Hefe: der heilige Gral des Quarantänekochs
Zugegeben, irgendwie ist es praktisch, dass uns diese doch essenzielle Tätigkeit bei der psychologischen Bewältigung der Ausnahmesituation hilft. Auf der anderen Seite birgt diese womöglich neu entflammte Leidenschaft für die Speisezubereitung auch Gefahren. Eine davon ist, dass wir alle mit ein paar Kilo mehr aus der Quarantäne kommen. Dafür spricht der Blick in die Einkaufswägen: Die italienische Niederlassung des Marktforschungsunternehmens Nielsen informiert wöchentlich über die Zahlen des Lebensmitteleinzelhandels, woraus sich einiges über unseren Konsum ableiten lässt.

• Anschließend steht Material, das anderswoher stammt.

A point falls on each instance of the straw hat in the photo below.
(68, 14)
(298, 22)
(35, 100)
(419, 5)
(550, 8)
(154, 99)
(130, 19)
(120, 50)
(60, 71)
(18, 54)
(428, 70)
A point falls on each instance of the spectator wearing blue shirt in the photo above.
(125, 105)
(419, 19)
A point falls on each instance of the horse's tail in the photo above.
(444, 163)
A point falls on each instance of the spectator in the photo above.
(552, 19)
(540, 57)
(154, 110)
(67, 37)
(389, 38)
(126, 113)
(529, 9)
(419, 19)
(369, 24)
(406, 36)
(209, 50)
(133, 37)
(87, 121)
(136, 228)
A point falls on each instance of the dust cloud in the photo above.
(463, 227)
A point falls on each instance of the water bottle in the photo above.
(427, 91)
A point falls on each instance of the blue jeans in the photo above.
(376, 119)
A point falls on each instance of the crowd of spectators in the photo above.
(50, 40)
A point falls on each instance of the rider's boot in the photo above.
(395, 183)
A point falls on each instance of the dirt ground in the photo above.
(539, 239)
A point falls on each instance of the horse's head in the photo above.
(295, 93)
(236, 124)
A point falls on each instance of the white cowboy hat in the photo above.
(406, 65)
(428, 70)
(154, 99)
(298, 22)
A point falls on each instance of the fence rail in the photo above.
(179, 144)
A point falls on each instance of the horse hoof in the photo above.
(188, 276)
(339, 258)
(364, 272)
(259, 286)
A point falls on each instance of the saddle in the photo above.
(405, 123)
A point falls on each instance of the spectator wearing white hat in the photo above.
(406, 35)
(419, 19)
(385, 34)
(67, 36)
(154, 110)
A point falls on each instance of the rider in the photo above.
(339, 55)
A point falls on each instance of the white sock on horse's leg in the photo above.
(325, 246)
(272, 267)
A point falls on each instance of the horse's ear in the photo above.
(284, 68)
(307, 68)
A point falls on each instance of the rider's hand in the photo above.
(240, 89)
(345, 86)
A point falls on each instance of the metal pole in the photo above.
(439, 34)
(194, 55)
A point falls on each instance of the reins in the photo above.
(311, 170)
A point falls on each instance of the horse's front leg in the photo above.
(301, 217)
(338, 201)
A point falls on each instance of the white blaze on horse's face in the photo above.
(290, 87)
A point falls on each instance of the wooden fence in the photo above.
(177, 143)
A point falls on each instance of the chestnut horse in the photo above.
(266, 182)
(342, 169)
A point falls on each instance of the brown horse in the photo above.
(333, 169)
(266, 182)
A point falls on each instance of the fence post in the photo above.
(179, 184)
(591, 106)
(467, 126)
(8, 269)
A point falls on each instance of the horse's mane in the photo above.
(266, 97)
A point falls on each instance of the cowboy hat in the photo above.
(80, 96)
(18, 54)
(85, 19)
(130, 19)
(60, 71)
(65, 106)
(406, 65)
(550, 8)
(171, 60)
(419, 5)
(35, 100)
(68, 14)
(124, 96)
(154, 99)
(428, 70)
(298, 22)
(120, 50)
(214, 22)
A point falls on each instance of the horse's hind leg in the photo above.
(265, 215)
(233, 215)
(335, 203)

Beliebt sind zum Beispiel, wenig verwunderlich, UHT-Milch und Thunfisch in Dosen. Diese Produkte ordnet Nielsen dem „Lager-Effekt“ zu. Wir hamstern Haltbares wie gemahlenen Kaffee, Tomatensauce, Pasta oder Kekse. Dieser Trend hat sich allerdings seit Beginn der Krise verlangsamt.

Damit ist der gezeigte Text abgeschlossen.